Die nicht unerwartete Nachricht vom Heimgang des Herrn Domkapellmeisters Georg Ratzinger erfüllt mich mit Dankbarkeit und Trauer. Ich habe ihm unendlich viel zu verdanken. Die Zeit, die ich mit ihm an der Erstellung unseres gemeinsamen Weltbestsellers „Mein Bruder, der Papst“ verbrachte, war die schönste und segensreichste meines Lebens. Ich durfte eintauchen in die Welt und das Leben eines Mannes, dessen Herzensgüte, Bescheidenheit und tiefe Verankerung in unserem katholischen Glauben mich bei jeder Begegnung neu beeindruckten. Er war ein Mann, dessen Größe sich stets hinter seiner Demut verbarg.
Viele waren ihm verbunden
Wir blieben verbunden, ich traf ihn regelmäßig, bis die Corona-Pandemie unser aller Leben veränderte.
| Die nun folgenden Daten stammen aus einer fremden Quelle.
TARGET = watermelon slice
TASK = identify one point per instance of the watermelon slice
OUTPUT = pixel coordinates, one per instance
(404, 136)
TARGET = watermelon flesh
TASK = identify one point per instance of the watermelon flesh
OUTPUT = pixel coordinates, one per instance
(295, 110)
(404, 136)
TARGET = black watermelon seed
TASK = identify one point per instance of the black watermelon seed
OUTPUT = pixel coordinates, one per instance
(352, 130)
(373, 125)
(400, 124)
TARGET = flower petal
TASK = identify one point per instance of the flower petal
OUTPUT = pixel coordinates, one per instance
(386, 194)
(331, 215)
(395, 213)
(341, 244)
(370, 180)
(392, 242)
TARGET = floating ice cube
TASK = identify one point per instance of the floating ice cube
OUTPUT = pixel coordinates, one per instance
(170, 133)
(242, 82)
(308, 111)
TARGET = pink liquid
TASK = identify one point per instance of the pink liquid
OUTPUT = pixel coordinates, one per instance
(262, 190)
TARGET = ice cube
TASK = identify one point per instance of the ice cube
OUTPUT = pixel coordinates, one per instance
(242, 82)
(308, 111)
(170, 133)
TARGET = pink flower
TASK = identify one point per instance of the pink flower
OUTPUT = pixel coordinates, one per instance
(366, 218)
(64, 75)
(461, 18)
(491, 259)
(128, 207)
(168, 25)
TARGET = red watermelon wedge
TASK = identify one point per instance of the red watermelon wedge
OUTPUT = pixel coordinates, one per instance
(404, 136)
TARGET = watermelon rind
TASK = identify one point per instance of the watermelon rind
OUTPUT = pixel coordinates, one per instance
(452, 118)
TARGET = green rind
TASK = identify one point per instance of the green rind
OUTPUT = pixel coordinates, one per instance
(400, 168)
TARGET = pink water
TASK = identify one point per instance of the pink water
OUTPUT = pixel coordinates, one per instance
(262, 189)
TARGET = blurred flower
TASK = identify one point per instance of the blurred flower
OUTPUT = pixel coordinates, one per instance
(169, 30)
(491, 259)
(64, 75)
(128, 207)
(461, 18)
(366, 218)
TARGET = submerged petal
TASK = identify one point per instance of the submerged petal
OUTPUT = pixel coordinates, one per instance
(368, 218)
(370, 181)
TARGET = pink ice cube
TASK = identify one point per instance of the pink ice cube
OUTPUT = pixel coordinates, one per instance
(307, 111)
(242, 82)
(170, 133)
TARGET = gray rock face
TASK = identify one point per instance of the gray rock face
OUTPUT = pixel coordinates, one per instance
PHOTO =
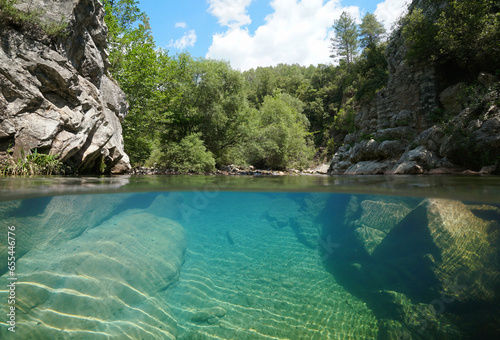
(412, 112)
(56, 96)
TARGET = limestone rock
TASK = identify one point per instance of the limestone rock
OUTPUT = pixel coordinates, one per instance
(208, 314)
(369, 168)
(377, 216)
(416, 160)
(58, 219)
(451, 98)
(56, 96)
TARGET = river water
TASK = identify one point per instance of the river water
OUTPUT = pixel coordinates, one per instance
(206, 257)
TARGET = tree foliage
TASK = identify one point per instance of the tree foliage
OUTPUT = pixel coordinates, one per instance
(462, 32)
(345, 43)
(193, 114)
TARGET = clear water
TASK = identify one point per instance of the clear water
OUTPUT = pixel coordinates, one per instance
(251, 261)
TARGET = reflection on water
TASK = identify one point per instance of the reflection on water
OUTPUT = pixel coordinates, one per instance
(251, 265)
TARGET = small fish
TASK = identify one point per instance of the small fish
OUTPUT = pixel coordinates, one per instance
(229, 238)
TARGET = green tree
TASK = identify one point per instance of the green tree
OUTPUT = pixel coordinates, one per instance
(345, 43)
(278, 134)
(464, 33)
(136, 65)
(211, 103)
(371, 30)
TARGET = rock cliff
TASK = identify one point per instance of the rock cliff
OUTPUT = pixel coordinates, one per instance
(426, 120)
(55, 93)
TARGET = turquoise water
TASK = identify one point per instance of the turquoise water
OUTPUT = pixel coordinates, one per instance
(208, 263)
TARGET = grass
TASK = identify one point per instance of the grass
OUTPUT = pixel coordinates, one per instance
(32, 164)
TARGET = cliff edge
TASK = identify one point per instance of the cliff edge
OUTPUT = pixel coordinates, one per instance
(431, 117)
(55, 93)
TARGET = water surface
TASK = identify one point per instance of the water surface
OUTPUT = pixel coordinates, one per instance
(252, 258)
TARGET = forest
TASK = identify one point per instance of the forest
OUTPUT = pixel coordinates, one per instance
(196, 115)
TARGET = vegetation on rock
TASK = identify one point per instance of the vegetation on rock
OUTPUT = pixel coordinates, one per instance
(280, 116)
(31, 164)
(30, 20)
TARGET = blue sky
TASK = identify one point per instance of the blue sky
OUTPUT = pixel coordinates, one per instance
(252, 33)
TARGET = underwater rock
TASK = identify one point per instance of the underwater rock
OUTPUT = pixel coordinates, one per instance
(406, 320)
(57, 219)
(105, 283)
(376, 218)
(435, 259)
(468, 239)
(57, 96)
(209, 315)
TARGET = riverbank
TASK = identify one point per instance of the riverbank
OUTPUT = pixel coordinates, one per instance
(321, 170)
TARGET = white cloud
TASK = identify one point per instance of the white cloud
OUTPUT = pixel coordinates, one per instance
(389, 11)
(187, 40)
(230, 13)
(296, 32)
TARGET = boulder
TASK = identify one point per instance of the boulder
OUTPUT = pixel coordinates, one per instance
(451, 98)
(56, 95)
(369, 168)
(105, 283)
(419, 156)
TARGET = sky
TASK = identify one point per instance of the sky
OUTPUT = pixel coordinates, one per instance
(253, 33)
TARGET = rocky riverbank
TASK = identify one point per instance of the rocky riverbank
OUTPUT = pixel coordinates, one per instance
(57, 96)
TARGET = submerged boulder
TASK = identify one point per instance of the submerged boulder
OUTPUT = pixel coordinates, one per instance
(430, 270)
(103, 284)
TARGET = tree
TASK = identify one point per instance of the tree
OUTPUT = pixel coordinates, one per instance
(371, 30)
(279, 134)
(463, 33)
(345, 42)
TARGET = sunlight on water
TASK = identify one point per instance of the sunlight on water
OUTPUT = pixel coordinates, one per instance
(249, 265)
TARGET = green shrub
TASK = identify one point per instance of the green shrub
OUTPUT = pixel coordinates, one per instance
(33, 163)
(279, 137)
(188, 156)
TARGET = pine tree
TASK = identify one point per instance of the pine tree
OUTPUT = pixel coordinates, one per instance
(345, 43)
(371, 30)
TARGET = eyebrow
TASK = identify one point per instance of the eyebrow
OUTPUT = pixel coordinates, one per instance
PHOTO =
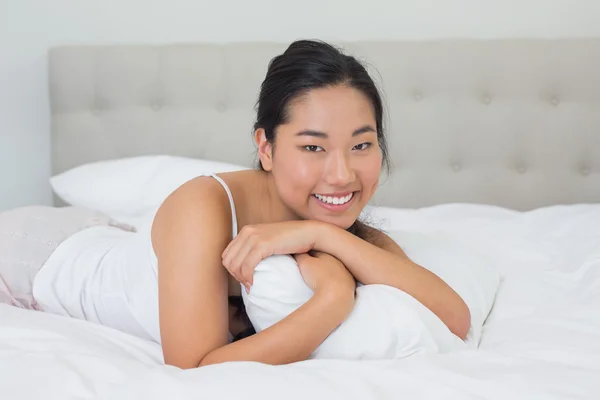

Immer wieder erlebte ich, wie vielen es ähnlich ergangen ist. Ich traf dutzende Menschen, deren Leben er verändert, bereichert, inspiriert hatte und die ihm bis zuletzt in treuer Freundschaft verbunden waren, ihm, der in den letzten Jahren nahezu blind war, vorlasen oder bei der Erledigung seiner Korrespondenz halfen. Meist waren es ehemalige Domspatzen, die an ihrem „Cheef“ hingen, aber auch große Künstler, die seinen Rat suchten und sein musikalisches Genie schätzten, ebenso wie seine Gastfreundschaft und seinen wachen, spitzbübischen, urbayerischen Humor. Wenn man einen Menschen danach beurteilt, was er hinterlassen und wie viel er in seinem Leben gegeben hat, dann ist ihm ein Platz im Himmel gewiss.
Leidenschaft für die Musik
Selbst engste Vertraute nannten ihn bis zuletzt liebevoll „Domkapellmeister“, weil es genau das ist, was er war. Dieser Titel spiegelt sein ganzes Wesen wider: Seine Liebe zum Herrn (Dominus) und seiner Kirche (Domus domini), seine Leidenschaft für die Musik, die Sprache der Engel, und sein großes, meisterhaftes Können. Als kleiner Junge in Tittmoning hatte er diesen Traum, eines Tages Domkapellmeister zu werden und das war er dann auch, ein Leben lang und für immer in unseren Erinnerungen. Sein liebster Choral war der 91. Psalm, im achtstimmigen Satz von Felix Mendelssohn Bartholdy: "Denn er hat seinen Engeln befohlen über dir, dass sie dich behüten auf allen deinen Wegen."
Jetzt wird er mit den Engeln in den himmlischen Chören singen. Vergelt’s Gott für ein wahrhaft großes Leben, aber auch für Ihre tiefe Menschlichkeit und Ihre Glaubensfreude, lieber Herr Domkapellmeister!